計算社会科学(Computational Social Science)とは、簡潔にいうと、「人間・社会(問題意識) × 計算・計量(数理と技術)」が可能にする新しい学際科学です。次のような方法論を最大限に活用して、人間行動や社会現象を測定・モデル化し、既存の社会科学を定量的に補強するのみならず、社会科学の射程を方法論の面から大幅に拡張しようとしています。

  • 現実世界のプロキシーとしてのビッグデータ
  • 観察・実験の場としてのWeb
  • 複雑系を扱う数理手法と情報技術

ではなぜ今、計算社会科学なのでしょうか?その背景として、ウェブのソーシャル化やIoT (Internet of Things) の登場により行動の電子的痕跡が高密度かつ継続的に蓄積されるようになったことや、ビッグデータを扱う数理・情報技術の発達によって、これまでは不可能だったような「社会現象の要素」の定量化が可能になったことがあげられます。さらに、情報化社会において人間行動や社会そのものが複雑化し、新しい理解の仕方が求められているという事情もあります。

計算社会科学はこれまでの社会科学とどう違うのでしょうか?この答えは研究者によってまちまちです。計算社会科学は一時的なムーブメントで社会学に早晩吸収されると考えている人もいますし、複雑系科学の一部だと考えている人もいます。あるいは、計算社会科学の効用に着目して、マーケティングや社会情報基盤、制度設計やジャーナリズムなどへの多様な応用を考えている人もいます。1つだけ確かなことは、計算社会科学という考え方(あるいは言葉の響き)が多くの人々を惹きつけているということです。

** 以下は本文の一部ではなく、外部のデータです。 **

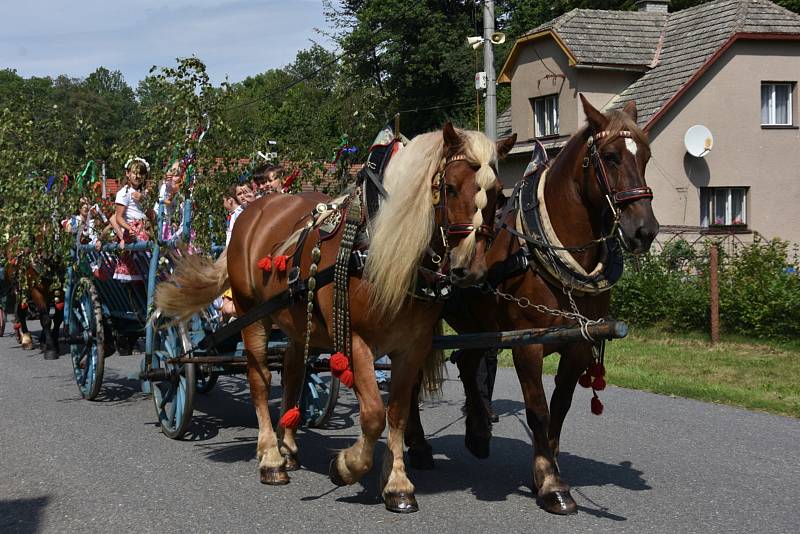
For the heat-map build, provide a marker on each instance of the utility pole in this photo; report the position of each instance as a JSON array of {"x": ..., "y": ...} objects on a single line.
[{"x": 488, "y": 65}]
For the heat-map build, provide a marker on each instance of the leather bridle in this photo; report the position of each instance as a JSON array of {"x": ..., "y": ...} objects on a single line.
[
  {"x": 617, "y": 200},
  {"x": 439, "y": 187}
]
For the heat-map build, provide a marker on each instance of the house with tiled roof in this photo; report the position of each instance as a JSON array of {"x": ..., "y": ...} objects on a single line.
[{"x": 729, "y": 65}]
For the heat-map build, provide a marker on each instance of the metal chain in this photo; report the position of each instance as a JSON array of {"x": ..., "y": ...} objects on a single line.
[{"x": 574, "y": 315}]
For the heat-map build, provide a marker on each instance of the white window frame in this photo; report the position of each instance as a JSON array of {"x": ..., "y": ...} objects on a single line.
[
  {"x": 551, "y": 119},
  {"x": 708, "y": 197},
  {"x": 772, "y": 109}
]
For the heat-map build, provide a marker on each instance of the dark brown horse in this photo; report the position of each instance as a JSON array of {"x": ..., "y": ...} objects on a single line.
[
  {"x": 449, "y": 170},
  {"x": 39, "y": 284},
  {"x": 579, "y": 212}
]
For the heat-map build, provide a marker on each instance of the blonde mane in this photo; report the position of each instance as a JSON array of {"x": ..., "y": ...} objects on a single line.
[{"x": 403, "y": 227}]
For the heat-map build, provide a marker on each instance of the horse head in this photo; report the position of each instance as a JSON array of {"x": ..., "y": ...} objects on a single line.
[
  {"x": 617, "y": 152},
  {"x": 465, "y": 193},
  {"x": 441, "y": 188}
]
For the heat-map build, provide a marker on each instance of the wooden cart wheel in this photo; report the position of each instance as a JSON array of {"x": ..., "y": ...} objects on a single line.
[
  {"x": 86, "y": 338},
  {"x": 172, "y": 384},
  {"x": 320, "y": 392},
  {"x": 206, "y": 380}
]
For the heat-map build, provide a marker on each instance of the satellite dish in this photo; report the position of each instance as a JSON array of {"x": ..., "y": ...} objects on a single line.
[{"x": 698, "y": 141}]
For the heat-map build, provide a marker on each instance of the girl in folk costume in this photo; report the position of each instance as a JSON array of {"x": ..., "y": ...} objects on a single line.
[
  {"x": 130, "y": 217},
  {"x": 167, "y": 194},
  {"x": 234, "y": 208},
  {"x": 84, "y": 222}
]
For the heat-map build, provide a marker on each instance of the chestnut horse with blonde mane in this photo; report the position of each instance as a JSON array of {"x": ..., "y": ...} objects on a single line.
[
  {"x": 580, "y": 215},
  {"x": 410, "y": 230}
]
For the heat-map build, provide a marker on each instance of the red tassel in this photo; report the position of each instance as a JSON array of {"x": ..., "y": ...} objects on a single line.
[
  {"x": 340, "y": 368},
  {"x": 597, "y": 369},
  {"x": 280, "y": 263},
  {"x": 339, "y": 364},
  {"x": 291, "y": 419},
  {"x": 265, "y": 264},
  {"x": 599, "y": 383},
  {"x": 585, "y": 380},
  {"x": 597, "y": 406},
  {"x": 347, "y": 378}
]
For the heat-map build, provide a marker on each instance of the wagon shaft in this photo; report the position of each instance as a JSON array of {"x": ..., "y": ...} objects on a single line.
[{"x": 514, "y": 338}]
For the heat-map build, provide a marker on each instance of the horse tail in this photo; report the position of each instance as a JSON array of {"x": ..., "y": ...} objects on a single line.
[
  {"x": 433, "y": 369},
  {"x": 196, "y": 281}
]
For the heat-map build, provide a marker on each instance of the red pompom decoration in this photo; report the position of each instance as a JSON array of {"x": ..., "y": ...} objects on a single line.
[
  {"x": 339, "y": 363},
  {"x": 599, "y": 383},
  {"x": 291, "y": 419},
  {"x": 265, "y": 264},
  {"x": 280, "y": 263},
  {"x": 340, "y": 368},
  {"x": 597, "y": 406},
  {"x": 597, "y": 369},
  {"x": 347, "y": 378},
  {"x": 585, "y": 380}
]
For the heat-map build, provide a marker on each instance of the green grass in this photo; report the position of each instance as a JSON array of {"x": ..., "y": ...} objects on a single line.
[{"x": 755, "y": 375}]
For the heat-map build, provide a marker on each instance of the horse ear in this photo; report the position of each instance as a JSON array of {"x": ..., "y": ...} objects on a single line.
[
  {"x": 597, "y": 120},
  {"x": 452, "y": 141},
  {"x": 504, "y": 146},
  {"x": 630, "y": 109}
]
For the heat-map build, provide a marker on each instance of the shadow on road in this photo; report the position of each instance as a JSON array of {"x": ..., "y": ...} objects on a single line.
[{"x": 22, "y": 515}]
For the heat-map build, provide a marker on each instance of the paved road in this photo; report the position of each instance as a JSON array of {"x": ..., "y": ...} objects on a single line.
[{"x": 649, "y": 464}]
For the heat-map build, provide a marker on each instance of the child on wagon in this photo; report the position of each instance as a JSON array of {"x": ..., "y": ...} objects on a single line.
[
  {"x": 234, "y": 208},
  {"x": 130, "y": 218}
]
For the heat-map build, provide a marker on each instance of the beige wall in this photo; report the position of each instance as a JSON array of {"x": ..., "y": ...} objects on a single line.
[
  {"x": 727, "y": 99},
  {"x": 529, "y": 80}
]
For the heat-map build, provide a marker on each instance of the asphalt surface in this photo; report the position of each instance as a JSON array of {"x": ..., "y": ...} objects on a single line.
[{"x": 650, "y": 463}]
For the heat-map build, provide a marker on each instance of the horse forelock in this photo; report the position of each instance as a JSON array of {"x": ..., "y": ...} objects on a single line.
[
  {"x": 619, "y": 121},
  {"x": 481, "y": 152},
  {"x": 403, "y": 226}
]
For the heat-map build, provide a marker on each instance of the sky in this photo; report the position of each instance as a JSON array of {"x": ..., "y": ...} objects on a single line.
[{"x": 237, "y": 38}]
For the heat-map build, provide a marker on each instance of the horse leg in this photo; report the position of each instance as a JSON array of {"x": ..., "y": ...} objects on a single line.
[
  {"x": 552, "y": 493},
  {"x": 396, "y": 489},
  {"x": 23, "y": 336},
  {"x": 292, "y": 381},
  {"x": 270, "y": 461},
  {"x": 575, "y": 359},
  {"x": 354, "y": 462},
  {"x": 39, "y": 297},
  {"x": 420, "y": 453},
  {"x": 58, "y": 321},
  {"x": 478, "y": 430}
]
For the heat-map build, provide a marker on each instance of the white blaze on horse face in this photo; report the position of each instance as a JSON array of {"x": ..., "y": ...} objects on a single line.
[{"x": 630, "y": 144}]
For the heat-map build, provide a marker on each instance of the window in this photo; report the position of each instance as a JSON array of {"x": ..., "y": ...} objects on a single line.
[
  {"x": 723, "y": 206},
  {"x": 545, "y": 116},
  {"x": 776, "y": 104}
]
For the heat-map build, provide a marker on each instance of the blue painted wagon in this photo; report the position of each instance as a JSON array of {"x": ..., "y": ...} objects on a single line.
[{"x": 174, "y": 368}]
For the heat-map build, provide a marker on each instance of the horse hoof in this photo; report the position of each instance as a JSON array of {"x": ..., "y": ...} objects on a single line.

生まれたてで、発展の真っただ中にある計算社会科学を定義するのは時期尚早ですし、現時点で定義にこだわるのはあまり意味がないと思います。今はむしろ、計算社会科学という方法駆動で、新しい知見を積み重ねる段階にあります。つまり、「計算社会科学とは何か」より「計算社会科学で何ができるか」が大事だと思います。

かつて、ティコ・ブラーエが黙々と続けた緻密で大量の天体観測記録が、後にケプラーの法則の発見につながりました。「望遠鏡」を手に入れた社会科学が、今まさに真の科学へと昇華するチャンスが訪れているのです。